You are everywhere and nowhere. All around this new house are pieces of you, objects filled with memories. But I can’t find you anywhere, you’re gone; for now and forever. I can’t escape your death.
It’s hard to feel anything; with the exception of love for Magnus. Without him I wouldn’t care at all, about any of it.
I go thru the motions of life. I don’t know what to do with myself some days, some hours, some moments. I get lost in the emptiness; other times I can set it aside.
I can’t decided what to watch on Netflix. I start shows and stop them half way thru; I don’t care what happens.
I finished a library book today and I feel lost, what am I supposed to do now? All the other books I have are about widowhood or grieving children; I’m tired of dealing with death.
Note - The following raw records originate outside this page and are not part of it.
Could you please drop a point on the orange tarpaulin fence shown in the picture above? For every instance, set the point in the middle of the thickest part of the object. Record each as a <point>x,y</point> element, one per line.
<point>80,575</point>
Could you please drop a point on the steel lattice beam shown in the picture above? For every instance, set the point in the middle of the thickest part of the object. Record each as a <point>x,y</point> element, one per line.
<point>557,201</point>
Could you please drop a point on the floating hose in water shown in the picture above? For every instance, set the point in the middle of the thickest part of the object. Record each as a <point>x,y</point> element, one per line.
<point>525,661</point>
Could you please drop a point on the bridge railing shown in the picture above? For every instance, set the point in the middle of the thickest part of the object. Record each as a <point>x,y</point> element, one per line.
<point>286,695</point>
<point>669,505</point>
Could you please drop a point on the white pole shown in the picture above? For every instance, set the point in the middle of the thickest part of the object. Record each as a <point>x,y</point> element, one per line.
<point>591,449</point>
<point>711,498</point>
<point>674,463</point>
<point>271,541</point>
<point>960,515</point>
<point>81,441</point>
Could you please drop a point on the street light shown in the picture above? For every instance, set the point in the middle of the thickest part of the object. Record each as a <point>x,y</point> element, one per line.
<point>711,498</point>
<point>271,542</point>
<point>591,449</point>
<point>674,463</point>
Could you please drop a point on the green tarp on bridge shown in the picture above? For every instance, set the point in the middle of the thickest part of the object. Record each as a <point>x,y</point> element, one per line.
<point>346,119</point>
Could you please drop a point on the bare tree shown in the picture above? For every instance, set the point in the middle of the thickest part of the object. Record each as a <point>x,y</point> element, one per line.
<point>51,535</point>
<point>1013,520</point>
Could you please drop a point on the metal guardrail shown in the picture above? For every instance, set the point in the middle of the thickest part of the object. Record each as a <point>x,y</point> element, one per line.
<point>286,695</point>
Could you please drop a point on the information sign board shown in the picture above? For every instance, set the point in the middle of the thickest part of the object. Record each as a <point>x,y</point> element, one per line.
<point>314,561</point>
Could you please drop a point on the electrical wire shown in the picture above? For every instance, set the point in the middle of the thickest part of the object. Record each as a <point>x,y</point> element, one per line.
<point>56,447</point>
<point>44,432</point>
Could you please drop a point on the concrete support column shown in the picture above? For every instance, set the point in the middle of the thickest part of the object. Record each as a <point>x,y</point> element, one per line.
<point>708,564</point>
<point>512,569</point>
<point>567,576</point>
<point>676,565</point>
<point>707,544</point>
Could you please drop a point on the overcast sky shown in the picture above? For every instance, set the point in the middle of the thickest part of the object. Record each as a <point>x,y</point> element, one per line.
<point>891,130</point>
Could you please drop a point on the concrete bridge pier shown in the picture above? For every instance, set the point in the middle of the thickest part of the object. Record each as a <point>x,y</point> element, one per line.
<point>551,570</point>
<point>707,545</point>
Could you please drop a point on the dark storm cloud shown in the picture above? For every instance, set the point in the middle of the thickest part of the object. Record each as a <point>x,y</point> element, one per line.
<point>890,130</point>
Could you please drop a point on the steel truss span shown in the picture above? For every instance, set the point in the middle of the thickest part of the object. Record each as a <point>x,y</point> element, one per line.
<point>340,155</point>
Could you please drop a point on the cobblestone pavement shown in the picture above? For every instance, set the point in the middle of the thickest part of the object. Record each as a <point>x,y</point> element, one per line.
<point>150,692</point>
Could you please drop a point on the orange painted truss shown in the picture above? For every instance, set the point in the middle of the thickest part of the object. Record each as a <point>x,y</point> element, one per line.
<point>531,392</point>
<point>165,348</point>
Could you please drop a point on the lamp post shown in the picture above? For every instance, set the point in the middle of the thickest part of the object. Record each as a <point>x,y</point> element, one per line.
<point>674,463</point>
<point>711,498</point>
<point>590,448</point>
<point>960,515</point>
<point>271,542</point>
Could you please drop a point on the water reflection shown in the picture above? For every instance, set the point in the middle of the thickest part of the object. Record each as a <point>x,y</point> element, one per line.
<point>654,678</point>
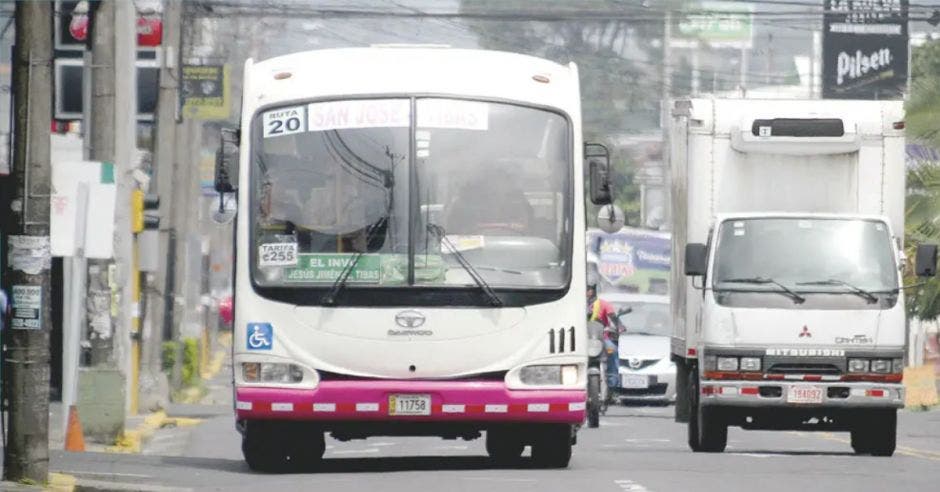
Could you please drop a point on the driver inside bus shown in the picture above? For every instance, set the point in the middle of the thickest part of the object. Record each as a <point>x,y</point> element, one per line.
<point>489,204</point>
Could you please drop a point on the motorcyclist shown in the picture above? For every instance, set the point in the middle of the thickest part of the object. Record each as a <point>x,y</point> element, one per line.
<point>603,312</point>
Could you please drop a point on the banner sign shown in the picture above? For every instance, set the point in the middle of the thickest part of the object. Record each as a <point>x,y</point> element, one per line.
<point>865,49</point>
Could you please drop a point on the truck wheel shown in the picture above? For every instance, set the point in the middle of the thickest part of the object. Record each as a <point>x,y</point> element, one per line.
<point>692,401</point>
<point>551,447</point>
<point>594,403</point>
<point>504,446</point>
<point>878,433</point>
<point>712,430</point>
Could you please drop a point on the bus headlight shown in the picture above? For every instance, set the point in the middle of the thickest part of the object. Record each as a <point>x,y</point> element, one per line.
<point>549,375</point>
<point>269,372</point>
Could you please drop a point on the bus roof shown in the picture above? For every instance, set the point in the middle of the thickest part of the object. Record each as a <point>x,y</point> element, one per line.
<point>411,70</point>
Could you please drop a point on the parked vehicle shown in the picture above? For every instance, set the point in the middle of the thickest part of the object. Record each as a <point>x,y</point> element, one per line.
<point>788,220</point>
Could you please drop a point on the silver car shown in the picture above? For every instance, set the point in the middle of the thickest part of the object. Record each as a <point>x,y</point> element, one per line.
<point>646,373</point>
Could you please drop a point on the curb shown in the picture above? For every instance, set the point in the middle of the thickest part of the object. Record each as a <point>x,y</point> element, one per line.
<point>131,441</point>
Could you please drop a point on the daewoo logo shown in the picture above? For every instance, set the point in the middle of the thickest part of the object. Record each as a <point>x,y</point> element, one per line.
<point>409,319</point>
It’s only been 3 months and 7 days since you died; never-ending and lost 3 months and 7 days. The 18th of every month will signify a length of time since your death. And the 18th of January was the birth of our son; he will turn 4 and you will have been dead for 10 months.
I should find a sitter for Magnus for a few hours a week and do something on my own. But I don’t know what to do by myself. All I can picture myself doing is driving down country roads, clutching the wheel and wailing as I wait to return home.
I need to propel myself forward, find a knitting class, find any class to get me out on my own. I’d never thought that I could possibly be this scared of life.